Studies show that fake news spreads faster online than real news. Given the threat that fake news poses to our society, artificial intelligence researchers around the world have been designing computer models that can automatically assess whether a given piece of information is an accurate report. This form of automated fact-checking can go a long way toward identifying and eliminating fake news before it can spread.

However, using complicated models for this task has downsides. Despite being highly accurate, these models are almost always unable to communicate why a given piece of information was classified as true or false. In other words, we can’t know for certain what led to that prediction.

I am not approaching fake news detection with the sole objective of creating a state-of-the-art model with the highest accuracy possible. Instead, I am working toward an interpretable approach. While my final model might not be quite as precise as those at the forefront of the field, it will offer more learning opportunities regarding the properties of fake news.

I began my project by conducting a survey on fake news detection.

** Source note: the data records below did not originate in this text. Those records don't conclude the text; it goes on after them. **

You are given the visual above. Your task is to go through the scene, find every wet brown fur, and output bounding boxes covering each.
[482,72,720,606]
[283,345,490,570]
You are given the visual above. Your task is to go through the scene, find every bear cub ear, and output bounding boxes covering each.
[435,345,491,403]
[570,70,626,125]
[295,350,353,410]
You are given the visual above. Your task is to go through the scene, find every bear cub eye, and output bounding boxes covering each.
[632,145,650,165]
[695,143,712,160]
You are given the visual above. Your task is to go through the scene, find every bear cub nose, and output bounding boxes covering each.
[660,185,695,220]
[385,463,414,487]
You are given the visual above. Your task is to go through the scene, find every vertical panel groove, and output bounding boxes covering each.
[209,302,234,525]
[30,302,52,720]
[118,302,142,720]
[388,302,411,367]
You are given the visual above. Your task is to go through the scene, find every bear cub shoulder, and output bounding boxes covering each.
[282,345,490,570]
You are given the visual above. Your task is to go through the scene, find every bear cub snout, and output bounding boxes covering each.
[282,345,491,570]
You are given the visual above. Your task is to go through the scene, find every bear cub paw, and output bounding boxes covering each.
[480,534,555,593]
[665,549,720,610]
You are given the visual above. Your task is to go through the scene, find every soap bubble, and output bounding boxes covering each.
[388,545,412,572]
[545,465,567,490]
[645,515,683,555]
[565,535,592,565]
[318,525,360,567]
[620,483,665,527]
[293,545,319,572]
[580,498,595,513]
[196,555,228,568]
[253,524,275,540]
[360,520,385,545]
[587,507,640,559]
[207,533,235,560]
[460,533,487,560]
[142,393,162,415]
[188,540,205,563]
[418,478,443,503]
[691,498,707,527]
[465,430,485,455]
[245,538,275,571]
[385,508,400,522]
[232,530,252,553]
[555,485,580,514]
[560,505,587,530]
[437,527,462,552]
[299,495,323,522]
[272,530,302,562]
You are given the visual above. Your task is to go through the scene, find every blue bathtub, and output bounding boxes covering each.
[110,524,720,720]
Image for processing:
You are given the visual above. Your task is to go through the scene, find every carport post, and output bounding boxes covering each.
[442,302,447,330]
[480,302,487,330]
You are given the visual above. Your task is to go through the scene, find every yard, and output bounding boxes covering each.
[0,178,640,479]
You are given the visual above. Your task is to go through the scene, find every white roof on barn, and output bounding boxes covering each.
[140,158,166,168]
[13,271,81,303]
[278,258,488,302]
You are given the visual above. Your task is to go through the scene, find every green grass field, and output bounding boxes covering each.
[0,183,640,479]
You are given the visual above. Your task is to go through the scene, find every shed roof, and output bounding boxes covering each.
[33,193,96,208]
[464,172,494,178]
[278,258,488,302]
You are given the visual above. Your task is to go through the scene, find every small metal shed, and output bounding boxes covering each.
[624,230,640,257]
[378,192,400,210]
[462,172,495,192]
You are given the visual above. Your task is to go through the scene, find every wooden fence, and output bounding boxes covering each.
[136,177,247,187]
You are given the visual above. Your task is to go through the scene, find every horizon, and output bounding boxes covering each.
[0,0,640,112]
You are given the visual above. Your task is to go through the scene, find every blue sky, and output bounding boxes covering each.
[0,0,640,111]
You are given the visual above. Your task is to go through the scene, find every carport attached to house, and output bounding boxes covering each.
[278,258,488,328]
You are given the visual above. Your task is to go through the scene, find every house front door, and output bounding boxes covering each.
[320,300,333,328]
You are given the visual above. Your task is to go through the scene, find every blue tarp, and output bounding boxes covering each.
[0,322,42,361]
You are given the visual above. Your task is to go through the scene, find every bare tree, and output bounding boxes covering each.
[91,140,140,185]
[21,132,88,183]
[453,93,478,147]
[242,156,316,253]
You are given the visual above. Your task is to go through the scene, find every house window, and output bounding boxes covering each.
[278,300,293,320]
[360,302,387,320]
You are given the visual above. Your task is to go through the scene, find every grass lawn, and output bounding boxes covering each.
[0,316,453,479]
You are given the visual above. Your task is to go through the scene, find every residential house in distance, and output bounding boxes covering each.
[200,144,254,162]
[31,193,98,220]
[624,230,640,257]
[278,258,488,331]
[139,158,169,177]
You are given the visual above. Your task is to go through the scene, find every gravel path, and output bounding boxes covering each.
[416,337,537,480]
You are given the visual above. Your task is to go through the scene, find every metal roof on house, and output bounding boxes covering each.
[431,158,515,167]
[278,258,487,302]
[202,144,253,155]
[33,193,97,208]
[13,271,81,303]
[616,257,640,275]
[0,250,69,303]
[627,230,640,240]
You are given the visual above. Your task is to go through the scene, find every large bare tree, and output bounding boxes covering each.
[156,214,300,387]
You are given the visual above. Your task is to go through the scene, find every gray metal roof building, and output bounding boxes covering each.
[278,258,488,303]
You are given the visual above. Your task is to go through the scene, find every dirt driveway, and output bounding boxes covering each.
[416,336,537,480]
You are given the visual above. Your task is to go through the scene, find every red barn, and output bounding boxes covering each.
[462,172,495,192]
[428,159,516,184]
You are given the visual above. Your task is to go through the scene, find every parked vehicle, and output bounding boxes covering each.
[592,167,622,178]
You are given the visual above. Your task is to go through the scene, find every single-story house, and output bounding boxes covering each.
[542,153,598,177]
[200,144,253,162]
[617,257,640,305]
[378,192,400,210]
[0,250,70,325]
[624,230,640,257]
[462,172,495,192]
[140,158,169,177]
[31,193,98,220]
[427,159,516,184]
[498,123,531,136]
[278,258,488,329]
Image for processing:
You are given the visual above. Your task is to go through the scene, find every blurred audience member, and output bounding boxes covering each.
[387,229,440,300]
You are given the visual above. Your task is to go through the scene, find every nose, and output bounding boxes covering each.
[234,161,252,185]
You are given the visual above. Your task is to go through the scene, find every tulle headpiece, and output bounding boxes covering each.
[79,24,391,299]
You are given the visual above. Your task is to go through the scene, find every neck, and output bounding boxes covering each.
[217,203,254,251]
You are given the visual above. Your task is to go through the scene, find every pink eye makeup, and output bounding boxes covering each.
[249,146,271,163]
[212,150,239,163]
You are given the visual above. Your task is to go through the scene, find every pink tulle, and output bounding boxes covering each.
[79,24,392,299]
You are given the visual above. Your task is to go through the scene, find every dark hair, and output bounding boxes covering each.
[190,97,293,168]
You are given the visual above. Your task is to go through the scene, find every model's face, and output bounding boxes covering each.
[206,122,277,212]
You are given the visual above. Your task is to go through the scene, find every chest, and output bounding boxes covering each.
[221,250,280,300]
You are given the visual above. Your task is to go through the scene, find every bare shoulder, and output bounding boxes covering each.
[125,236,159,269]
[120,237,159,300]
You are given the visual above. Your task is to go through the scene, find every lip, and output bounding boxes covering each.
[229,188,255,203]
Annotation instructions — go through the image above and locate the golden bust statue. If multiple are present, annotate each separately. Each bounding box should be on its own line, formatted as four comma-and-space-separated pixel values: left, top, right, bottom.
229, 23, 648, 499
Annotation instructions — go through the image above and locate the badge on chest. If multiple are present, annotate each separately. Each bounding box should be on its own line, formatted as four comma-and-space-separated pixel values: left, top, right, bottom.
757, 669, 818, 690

This survey presented respondents with several different claims and articles, asking them to judge whether the claims seemed truthful. The objective here was to access the core of intuitive fake news detection. If I can better understand how people assess validity, I can make smarter decisions about what information to incorporate in my model.

Currently, I am organizing my survey data and my dataset of more than 15,000 short claims labeled by PolitiFact experts. PolitiFact is a fact-checking website that rates the accuracy of claims by elected officials and others on its Truth-O-Meter. Working with text data of such magnitude has been a fascinating challenge for me; I’ve developed critical skills for statistical analysis of language.

During the next six weeks, I will primarily work on designing my model, refining it, and analyzing its conclusions. While I have already learned a lot about the textual properties of fake news, I am excited to see where my research takes me.  If my results are interesting enough, I will pivot them into my senior thesis for computer science.